Une cinquantaine de pays et d'organisations s'étaient réunis mardi à Londres dans le cadre d'une conférence visant à apporter « un soutien international coordonné aux projets du gouvernement somalien destinés à bâtir une stabilité politique en améliorant les forces de sécurité, la police, le système judiciaire et la gestion des finances publiques », a indiqué le gouvernement britannique.

Les participants ont conclu que la Somalie avait fait « des progrès significatifs » malgré la persistance de défis, notamment au plan sécuritaire.

Parmi les représentants invités sur place figurait le président kényan Uhuru Kenyatta, inculpé par la Cour pénale internationale (CPI) pour crimes contre l'humanité.

Le gouvernement britannique a justifié sa présence en parlant du « rôle essentiel » joué par le Kenya en Somalie : ce pays « y a engagé quelque 5000 soldats et il accueille plus de réfugiés somaliens que n'importe quelle autre nation », a expliqué un porte-parole de Downing Street.

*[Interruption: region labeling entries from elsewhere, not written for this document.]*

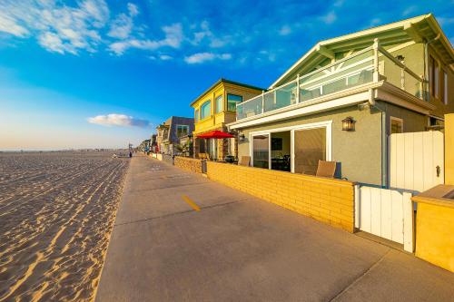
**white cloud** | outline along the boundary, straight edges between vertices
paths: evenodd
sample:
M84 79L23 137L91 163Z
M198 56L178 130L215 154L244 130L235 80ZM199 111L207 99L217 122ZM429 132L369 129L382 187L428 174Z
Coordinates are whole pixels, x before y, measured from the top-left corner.
M195 64L195 63L202 63L207 61L212 61L215 59L219 60L230 60L232 59L232 54L212 54L212 53L198 53L192 54L190 56L184 57L184 61L188 64Z
M128 3L128 11L129 15L132 16L139 15L139 8L137 7L136 5L133 5L132 3Z
M120 14L112 22L111 29L107 35L113 38L126 39L130 36L133 28L133 17L139 14L136 5L128 3L129 15Z
M16 36L35 34L38 43L50 52L76 54L94 52L101 41L99 29L109 20L104 0L84 0L76 6L54 1L5 1L0 4L0 30ZM3 28L5 20L9 30ZM14 22L13 24L11 22Z
M170 26L163 26L163 31L165 37L163 40L140 40L129 39L114 42L109 45L109 49L117 55L124 54L129 48L142 50L156 50L161 47L179 48L184 36L181 24L174 24Z
M19 37L24 37L29 34L28 30L19 25L14 18L2 13L0 13L0 32Z
M163 60L163 61L169 61L169 60L173 59L173 56L168 55L168 54L161 54L161 55L159 56L159 58L160 58L161 60Z
M290 34L291 34L291 28L289 25L283 25L279 30L279 34L280 35L288 35Z
M406 16L406 15L409 15L410 14L413 14L416 12L416 10L418 9L418 6L416 5L411 5L411 6L409 6L407 7L403 12L402 12L402 15L403 16Z
M125 114L111 113L107 115L97 115L87 119L88 122L103 126L120 126L120 127L140 127L150 126L150 122L146 120L136 119Z
M337 19L336 13L334 11L331 11L327 15L321 16L320 19L323 21L327 24L332 24Z

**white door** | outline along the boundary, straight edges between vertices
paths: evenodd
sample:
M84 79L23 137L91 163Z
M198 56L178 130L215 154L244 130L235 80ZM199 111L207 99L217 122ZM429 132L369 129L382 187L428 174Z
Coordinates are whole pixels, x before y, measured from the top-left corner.
M421 192L444 183L443 140L440 132L390 134L390 188Z
M356 188L355 228L404 245L413 252L411 193L369 186Z

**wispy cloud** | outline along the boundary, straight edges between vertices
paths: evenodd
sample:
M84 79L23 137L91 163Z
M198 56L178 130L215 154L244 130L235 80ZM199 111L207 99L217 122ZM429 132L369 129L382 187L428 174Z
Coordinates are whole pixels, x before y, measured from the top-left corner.
M163 40L141 40L128 39L114 42L110 44L109 49L117 55L124 54L129 48L137 48L142 50L156 50L161 47L180 47L183 40L183 34L181 24L175 24L170 26L163 26L163 31L165 37Z
M16 23L16 20L0 12L0 32L24 37L29 34L28 30Z
M334 21L336 21L337 15L334 11L331 11L328 14L326 14L325 15L321 16L320 19L321 21L323 21L325 24L331 24L334 23Z
M279 30L280 35L289 35L290 34L291 34L291 28L289 25L283 25Z
M213 60L230 60L232 59L232 54L213 54L213 53L198 53L192 54L190 56L184 57L184 61L188 64L196 64L196 63L202 63L207 61L213 61Z
M150 126L147 120L136 119L125 114L111 113L106 115L97 115L87 119L88 122L103 126L120 126L120 127L140 127L146 128Z
M402 15L407 16L409 15L414 14L417 10L418 10L418 6L410 5L410 6L407 7L406 9L404 9L404 11L402 12Z

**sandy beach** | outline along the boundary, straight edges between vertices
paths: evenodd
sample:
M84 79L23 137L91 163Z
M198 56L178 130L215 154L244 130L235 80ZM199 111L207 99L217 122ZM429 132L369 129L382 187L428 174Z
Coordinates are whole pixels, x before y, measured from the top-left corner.
M129 159L0 153L0 301L93 300Z

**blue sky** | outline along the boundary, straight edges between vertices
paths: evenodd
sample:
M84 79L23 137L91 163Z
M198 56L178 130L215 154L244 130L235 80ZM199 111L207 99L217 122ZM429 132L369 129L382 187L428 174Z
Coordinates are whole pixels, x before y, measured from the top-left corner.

En plus des pays voisins de la Somalie, des représentants des Nations unies, de l'Union africaine et du Fonds monétaire international (FMI) ont participé à cette conférence, qui était coprésidée par le premier ministre britannique David Cameron et le président somalien Hassan Cheikh Mohamoud.

Londres avait déjà accueilli une conférence sur la Somalie l'an dernier, à l'issue de laquelle les participants s'étaient engagés à faire en sorte de « rétablir la sécurité et la stabilité » dans ce pays de la Corne de l'Afrique.

La Somalie accumule les malheurs depuis quelques années : crise politique, conflit armé, pire sécheresse qu'ait connue la région depuis 60 ans. Et la région représente un risque élevé pour les travailleurs humanitaires en raison des enlèvements fréquents et des violences permanentes.

Le pays africain doit également affronter de sérieux problèmes d'insécurité et des combats incessants, notamment des attaques répétées des islamistes d'Al-Shabab, affiliés à Al-Qaïda.

La Somalie est aussi confrontée à une situation humanitaire dramatique : près de 260 000 personnes, dont la moitié des enfants de moins de cinq ans, ont succombé à la famine lors de la crise alimentaire d'octobre 2010 à avril 2012, selon une étude publiée par l'Organisation des Nations unies (ONU).

Human Rights Watch a appelé les participants de la conférence à faire pression sur les nouveaux dirigeants somaliens afin qu'ils prennent des « mesures concrètes » pour sanctionner les violations des droits de l'homme et rétablir la sécurité dans le pays.